Scala getting average of the result-CodePudding

Hi I am trying to calculate the average of the movie result from this tsv set

running time        Genre
    1               Documentary,Short
    5               Animation,Short
    4               Animation,Comedy,Romance

Animation is one type of Genre and same goes for Short, Comedy, Romance

I'm new to Scala and I'm confused about how to get an Average as per each genre using Scala without any immutable functions

I tried using this below snippet to just try some sort of iterations and get the runTimes as per each genre

val a = list.foldLeft(Map[String,(Int)]()){
      case (map,arr) =>{
      map   (arr.genres.toString ->(arr.runtimeMinutes))
    }}

Is there any way to calculate the average

CodePudding user response：

Assuming the data was already parsed into something like:

final case class Row(runningTime: Int, genres: List[String])

Then you can follow a declarative approach to compute your desired result.

Flatten a List[Row] into a list of pairs, where the first element is a genre and the second element is a running time.
Collect all running times for the same genre.
Reduce each group to compute its average.

def computeAverageRunningTimePerGenre(data: List[Row]): Map[String, Double] =
  data.flatMap {
    case Row(runningTime, genres) =>
      genres.map(genre => genre -> runningTime)
  }.groupMap(_._1)(_._2).view.mapValues { runningTimes =>
    runningTimes.sum.toDouble / runningTimes.size.toDouble
  }.toMap

You can see the code running here.

CodePudding user response：

You can do this pretty simply using SQL Functions.
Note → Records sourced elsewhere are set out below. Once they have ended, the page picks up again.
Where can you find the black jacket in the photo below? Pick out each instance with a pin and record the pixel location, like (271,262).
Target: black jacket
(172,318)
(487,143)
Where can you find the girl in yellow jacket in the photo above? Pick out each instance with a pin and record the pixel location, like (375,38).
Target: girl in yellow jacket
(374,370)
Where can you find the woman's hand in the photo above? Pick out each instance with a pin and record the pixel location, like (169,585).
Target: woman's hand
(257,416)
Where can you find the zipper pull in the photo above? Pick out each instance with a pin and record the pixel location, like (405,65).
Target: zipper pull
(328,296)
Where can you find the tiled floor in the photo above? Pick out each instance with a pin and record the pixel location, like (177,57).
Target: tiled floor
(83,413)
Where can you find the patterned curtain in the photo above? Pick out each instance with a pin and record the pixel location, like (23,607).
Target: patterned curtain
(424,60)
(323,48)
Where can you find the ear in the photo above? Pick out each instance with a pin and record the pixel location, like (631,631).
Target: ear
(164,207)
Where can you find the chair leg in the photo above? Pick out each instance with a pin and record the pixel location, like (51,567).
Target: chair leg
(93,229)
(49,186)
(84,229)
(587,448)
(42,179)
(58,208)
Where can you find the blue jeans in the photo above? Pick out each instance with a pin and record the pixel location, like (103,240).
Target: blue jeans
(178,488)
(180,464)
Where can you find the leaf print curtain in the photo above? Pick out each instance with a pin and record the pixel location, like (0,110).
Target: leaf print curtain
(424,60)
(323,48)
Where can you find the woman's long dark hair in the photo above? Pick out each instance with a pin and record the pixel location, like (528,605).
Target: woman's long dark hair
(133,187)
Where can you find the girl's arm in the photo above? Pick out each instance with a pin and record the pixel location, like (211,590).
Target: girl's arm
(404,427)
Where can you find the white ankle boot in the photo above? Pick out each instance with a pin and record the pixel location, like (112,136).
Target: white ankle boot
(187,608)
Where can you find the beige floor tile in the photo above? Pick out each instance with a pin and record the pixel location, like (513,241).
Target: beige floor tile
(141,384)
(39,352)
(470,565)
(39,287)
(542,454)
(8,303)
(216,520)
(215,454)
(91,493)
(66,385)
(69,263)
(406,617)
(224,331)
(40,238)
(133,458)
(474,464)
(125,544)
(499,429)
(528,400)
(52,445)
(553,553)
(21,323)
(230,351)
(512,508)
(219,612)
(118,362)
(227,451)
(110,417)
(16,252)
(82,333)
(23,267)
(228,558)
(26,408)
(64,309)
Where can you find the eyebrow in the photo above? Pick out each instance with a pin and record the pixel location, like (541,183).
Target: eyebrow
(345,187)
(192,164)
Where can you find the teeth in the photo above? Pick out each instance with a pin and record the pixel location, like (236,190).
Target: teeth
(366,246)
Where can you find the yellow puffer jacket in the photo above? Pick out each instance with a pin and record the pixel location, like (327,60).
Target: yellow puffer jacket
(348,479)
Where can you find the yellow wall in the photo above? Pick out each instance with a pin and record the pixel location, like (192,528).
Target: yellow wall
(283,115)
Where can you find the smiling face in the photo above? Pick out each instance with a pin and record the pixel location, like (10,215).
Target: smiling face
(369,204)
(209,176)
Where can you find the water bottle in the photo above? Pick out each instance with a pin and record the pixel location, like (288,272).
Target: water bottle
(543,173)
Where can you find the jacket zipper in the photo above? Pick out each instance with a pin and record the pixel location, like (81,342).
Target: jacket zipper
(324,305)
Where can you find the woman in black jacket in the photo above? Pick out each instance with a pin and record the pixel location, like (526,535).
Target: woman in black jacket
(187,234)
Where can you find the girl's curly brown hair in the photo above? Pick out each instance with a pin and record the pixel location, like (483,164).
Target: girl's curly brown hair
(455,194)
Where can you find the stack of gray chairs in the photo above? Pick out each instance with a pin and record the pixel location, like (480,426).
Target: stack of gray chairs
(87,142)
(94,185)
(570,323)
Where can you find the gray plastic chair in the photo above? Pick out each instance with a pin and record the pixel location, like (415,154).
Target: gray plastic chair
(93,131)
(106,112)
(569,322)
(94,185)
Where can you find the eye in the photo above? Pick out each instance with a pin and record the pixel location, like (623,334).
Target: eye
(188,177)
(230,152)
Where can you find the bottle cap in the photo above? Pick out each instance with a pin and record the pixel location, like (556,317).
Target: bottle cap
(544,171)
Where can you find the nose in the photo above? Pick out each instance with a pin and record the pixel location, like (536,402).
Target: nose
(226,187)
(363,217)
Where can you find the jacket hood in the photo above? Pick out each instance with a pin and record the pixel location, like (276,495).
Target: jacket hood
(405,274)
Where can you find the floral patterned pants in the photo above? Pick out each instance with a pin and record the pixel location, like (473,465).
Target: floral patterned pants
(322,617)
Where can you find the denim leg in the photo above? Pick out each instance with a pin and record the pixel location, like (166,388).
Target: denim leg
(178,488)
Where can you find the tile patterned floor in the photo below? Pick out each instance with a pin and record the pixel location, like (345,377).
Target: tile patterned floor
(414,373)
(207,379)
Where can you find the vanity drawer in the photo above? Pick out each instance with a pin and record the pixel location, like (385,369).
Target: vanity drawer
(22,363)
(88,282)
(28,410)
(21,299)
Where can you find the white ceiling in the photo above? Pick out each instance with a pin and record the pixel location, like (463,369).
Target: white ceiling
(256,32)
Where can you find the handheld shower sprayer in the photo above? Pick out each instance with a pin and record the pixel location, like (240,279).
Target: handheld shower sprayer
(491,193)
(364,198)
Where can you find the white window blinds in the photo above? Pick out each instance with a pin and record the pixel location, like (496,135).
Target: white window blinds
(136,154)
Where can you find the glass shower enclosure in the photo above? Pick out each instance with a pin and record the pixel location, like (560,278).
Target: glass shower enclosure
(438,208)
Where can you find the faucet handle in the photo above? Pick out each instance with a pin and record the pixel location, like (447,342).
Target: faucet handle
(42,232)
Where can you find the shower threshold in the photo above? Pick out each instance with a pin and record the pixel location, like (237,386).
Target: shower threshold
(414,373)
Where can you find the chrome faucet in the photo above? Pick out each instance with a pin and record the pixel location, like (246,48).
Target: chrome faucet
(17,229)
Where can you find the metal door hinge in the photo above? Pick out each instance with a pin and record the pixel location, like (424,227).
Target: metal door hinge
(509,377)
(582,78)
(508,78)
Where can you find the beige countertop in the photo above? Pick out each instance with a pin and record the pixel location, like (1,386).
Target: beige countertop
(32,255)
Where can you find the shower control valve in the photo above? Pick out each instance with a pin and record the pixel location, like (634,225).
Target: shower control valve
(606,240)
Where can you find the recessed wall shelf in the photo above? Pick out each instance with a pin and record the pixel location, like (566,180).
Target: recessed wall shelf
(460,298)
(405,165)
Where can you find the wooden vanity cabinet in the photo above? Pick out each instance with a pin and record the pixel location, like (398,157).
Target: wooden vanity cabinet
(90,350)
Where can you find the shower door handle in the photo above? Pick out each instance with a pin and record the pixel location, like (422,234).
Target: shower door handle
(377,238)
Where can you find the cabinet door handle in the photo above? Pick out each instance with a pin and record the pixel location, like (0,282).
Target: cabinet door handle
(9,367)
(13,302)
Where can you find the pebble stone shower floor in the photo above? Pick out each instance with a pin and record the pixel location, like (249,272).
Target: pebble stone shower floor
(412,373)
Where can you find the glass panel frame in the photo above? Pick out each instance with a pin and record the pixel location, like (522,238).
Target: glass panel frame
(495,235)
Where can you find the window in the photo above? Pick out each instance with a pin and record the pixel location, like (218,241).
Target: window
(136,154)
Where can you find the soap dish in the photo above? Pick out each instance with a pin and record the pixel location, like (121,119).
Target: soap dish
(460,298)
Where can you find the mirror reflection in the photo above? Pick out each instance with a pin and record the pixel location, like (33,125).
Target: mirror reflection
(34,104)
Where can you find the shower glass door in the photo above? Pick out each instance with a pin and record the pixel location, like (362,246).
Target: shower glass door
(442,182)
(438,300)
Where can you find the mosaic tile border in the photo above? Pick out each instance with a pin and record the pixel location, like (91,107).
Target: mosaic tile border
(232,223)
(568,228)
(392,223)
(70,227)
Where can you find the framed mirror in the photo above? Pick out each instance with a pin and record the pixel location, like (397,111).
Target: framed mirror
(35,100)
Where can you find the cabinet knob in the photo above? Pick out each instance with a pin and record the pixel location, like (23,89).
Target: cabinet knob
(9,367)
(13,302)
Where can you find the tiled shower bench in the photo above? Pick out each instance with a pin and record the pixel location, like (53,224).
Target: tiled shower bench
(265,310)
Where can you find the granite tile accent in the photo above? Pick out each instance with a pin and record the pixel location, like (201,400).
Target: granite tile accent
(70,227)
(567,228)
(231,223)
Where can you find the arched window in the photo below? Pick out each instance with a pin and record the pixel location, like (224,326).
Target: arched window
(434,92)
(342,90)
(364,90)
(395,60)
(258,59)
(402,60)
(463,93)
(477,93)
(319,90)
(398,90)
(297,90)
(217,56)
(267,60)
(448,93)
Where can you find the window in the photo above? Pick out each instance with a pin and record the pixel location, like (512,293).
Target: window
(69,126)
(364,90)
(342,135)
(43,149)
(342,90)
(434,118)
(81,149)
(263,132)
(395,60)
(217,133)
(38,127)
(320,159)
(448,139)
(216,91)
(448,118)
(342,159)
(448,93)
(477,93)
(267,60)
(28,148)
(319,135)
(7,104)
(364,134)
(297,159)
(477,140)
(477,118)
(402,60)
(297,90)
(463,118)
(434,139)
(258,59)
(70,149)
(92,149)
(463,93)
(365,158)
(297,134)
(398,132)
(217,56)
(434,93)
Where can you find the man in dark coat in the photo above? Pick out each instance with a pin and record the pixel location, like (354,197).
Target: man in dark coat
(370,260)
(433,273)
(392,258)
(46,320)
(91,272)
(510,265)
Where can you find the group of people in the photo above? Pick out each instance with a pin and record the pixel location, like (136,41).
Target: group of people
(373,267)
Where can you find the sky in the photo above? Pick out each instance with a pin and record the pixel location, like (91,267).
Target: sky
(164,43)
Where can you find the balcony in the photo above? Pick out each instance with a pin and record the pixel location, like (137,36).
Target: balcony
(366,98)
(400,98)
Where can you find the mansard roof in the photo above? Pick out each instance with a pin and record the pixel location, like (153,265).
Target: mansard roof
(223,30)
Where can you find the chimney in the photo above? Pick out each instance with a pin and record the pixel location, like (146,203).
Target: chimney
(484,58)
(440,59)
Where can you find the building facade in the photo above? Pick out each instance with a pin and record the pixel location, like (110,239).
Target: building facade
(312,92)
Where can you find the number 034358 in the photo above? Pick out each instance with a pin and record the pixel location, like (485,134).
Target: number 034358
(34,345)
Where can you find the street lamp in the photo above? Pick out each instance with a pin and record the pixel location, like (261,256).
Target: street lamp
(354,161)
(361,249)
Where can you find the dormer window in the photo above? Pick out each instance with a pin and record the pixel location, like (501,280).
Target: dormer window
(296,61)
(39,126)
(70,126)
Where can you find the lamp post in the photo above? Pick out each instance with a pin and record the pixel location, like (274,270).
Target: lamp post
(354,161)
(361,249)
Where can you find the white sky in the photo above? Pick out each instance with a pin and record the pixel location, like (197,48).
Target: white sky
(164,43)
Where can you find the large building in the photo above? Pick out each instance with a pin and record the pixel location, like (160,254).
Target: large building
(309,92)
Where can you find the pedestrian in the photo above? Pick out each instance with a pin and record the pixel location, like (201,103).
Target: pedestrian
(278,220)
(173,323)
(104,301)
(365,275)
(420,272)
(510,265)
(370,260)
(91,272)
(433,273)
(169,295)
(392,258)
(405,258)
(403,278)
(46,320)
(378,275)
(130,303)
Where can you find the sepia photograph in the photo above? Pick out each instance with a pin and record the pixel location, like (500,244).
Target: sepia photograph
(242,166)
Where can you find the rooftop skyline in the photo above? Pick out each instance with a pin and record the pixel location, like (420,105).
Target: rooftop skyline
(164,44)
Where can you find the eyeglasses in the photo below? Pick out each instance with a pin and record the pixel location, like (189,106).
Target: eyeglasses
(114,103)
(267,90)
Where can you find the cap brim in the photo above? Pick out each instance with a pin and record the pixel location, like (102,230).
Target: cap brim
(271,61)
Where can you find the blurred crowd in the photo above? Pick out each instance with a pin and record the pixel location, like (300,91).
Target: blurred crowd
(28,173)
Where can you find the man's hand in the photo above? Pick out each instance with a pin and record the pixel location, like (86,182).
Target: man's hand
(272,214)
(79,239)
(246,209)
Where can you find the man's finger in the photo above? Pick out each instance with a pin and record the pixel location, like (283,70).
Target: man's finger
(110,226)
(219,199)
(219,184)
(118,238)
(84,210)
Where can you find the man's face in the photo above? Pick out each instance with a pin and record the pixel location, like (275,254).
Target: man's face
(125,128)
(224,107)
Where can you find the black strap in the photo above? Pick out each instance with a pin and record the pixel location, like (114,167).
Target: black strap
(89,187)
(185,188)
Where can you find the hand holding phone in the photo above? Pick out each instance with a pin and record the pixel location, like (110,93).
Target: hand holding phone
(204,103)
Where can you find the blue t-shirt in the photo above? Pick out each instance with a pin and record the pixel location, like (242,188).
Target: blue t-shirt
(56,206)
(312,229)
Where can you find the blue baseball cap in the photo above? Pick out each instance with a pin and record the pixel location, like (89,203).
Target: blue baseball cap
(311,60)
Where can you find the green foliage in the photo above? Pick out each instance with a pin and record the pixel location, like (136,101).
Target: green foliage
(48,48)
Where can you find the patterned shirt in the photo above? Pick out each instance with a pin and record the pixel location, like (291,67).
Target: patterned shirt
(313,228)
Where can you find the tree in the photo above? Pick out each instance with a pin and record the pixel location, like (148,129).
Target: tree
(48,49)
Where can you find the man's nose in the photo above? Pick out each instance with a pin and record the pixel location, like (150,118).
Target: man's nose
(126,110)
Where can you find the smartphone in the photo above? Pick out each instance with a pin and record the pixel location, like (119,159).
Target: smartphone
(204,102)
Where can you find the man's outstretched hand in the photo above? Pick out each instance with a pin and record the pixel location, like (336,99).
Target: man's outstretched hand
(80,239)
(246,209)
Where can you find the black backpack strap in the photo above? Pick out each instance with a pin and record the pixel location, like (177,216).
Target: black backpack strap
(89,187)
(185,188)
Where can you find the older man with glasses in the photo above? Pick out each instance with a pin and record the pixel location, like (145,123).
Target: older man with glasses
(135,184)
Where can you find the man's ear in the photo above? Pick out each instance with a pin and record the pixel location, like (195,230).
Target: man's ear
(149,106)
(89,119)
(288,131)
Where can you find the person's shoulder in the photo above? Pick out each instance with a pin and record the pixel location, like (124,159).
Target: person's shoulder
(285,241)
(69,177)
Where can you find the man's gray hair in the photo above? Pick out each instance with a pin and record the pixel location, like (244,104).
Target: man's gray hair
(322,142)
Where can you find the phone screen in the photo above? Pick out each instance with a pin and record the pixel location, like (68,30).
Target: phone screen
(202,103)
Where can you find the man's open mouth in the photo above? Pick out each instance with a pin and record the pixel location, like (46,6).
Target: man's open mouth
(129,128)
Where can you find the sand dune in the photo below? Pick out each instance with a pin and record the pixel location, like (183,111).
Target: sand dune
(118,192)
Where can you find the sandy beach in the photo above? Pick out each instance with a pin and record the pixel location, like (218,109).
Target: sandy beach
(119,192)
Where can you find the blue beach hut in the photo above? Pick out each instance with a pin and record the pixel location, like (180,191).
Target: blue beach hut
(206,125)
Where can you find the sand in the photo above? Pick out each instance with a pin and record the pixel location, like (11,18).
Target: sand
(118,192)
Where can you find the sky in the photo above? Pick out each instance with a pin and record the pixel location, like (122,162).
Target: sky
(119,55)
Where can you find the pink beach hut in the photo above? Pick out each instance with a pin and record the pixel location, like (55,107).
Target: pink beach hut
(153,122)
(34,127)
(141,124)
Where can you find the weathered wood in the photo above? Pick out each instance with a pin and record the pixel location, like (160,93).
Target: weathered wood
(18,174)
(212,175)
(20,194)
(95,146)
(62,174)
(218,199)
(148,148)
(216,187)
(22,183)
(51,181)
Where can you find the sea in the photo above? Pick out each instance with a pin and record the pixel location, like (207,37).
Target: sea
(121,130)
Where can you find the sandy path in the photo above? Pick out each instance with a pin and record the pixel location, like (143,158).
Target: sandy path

First explode each row so that it contains a single value for each genre, then group by it and calculate the average.

import sparkSession.implicits._
import org.apache.spark.sql.functions._

  val xs =
    Seq((1, Seq("Documentary", "Short")), (5, Seq("Animation", "Short")), (4, Seq("Animation", "Comedy", "Romance")))
      .toDF("runningTime", "genres")

  val ys = xs
    .select('runningTime, explode('genres) as "genre")
    .groupBy('genre)
    .agg(avg('runningTime) as "averageRunningTime")

  xs.show(false)
  ys.show(false)